ダイワJFS・青少年サステナビリティ・カレッジ
第10回講義録 「不確実な時代を確実な時代へ」
◆ 講義録
◆ 私が考える「サステナブルな社会」
サステナブルな社会とは、大量消費の最大幸福という工業モデルではあり得ません。余分なモノを使わなくても精神的な満足を提供できる、新しい価値観を生み出すことが必要です。生産から消費の過程で、目に見えない信頼や安心という関係性を修復するデザインをつくり、信頼性の可視化という事業に取り組んでいきたいと考えています。
◆ 次世代へのメッセージ
「道徳なき経済は犯罪であり、経済なき道徳は寝言である」という言葉があります。いいことを言っているだけでは世の中が変わりません。当たり前だと思い込んでいる世界に疑問を持ち、既存の情報を「再編集」して新たな市場を瞬時に生み出すような柔軟性を身につけて、これからの未来を拓いていくよう期待しています。
◆ 受講生の講義レポートから
「『利他的本能の商品化』『信頼関係という価値』というお話が特に印象的です。

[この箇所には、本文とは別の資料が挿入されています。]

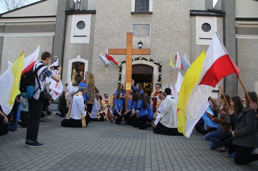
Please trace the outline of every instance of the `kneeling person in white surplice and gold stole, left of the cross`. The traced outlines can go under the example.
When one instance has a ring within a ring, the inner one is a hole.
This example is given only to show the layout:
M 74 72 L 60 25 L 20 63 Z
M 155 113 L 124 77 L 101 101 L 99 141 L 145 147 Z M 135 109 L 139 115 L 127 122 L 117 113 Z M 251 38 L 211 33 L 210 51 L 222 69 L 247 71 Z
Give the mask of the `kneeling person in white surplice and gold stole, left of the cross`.
M 83 94 L 87 92 L 85 87 L 73 96 L 66 118 L 61 122 L 62 127 L 87 127 L 90 114 L 84 111 Z

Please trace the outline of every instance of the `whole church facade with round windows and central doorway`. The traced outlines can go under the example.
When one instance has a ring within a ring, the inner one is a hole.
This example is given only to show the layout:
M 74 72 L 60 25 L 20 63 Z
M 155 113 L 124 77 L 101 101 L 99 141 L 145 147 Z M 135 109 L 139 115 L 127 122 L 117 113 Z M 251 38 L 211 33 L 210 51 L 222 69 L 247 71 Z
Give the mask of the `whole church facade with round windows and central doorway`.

時代のニーズを見極めながら、リサイクル・ビジネスを展開してこられた熊野さんの情熱が伝わってきました」
「自分が普段考えていることと、熊野さんがおっしゃったことが、混ざり合ったりぶつかったりと、頭の中でいろいろな相互作用が起こりました。利益重視の体質は嫌いなのですが、使い方によっては利益というものは利他的になり得るという視点をいただけたのが有意義でした」
「人間の価値観とは何であり、どう形成されるものなのか考えてみたいです。生きること、普段の生活をどう楽しく過ごすか+αなのかなと思います。そのαが難しいのでしょうけれど」
講師プロフィール

熊野英介(くまの えいすけ)
アミタ株式会社代表取締役
「持続可能社会の実現」を掲げ、他社に先駆け再資源化事業を開始。2005年、持続可能経済研究所を設立し、2007年には自然放牧「森林ノ牧場」を開設。総合環境ソリューション企業として事業領域を拡大している。総務省連携による財団法人地域総合整備財団地域再生アドバイザーを歴任、現在は、経済産業省審議会臨時委員環境部会産業と環境小委員会委員及び神奈川県京浜臨海部エコ産業創出協議会会長を務める。著書『思考するカンパニー』(幻冬舎)、『自然産業の世紀』(創森社/アミタ持続可能経済研究所共著)。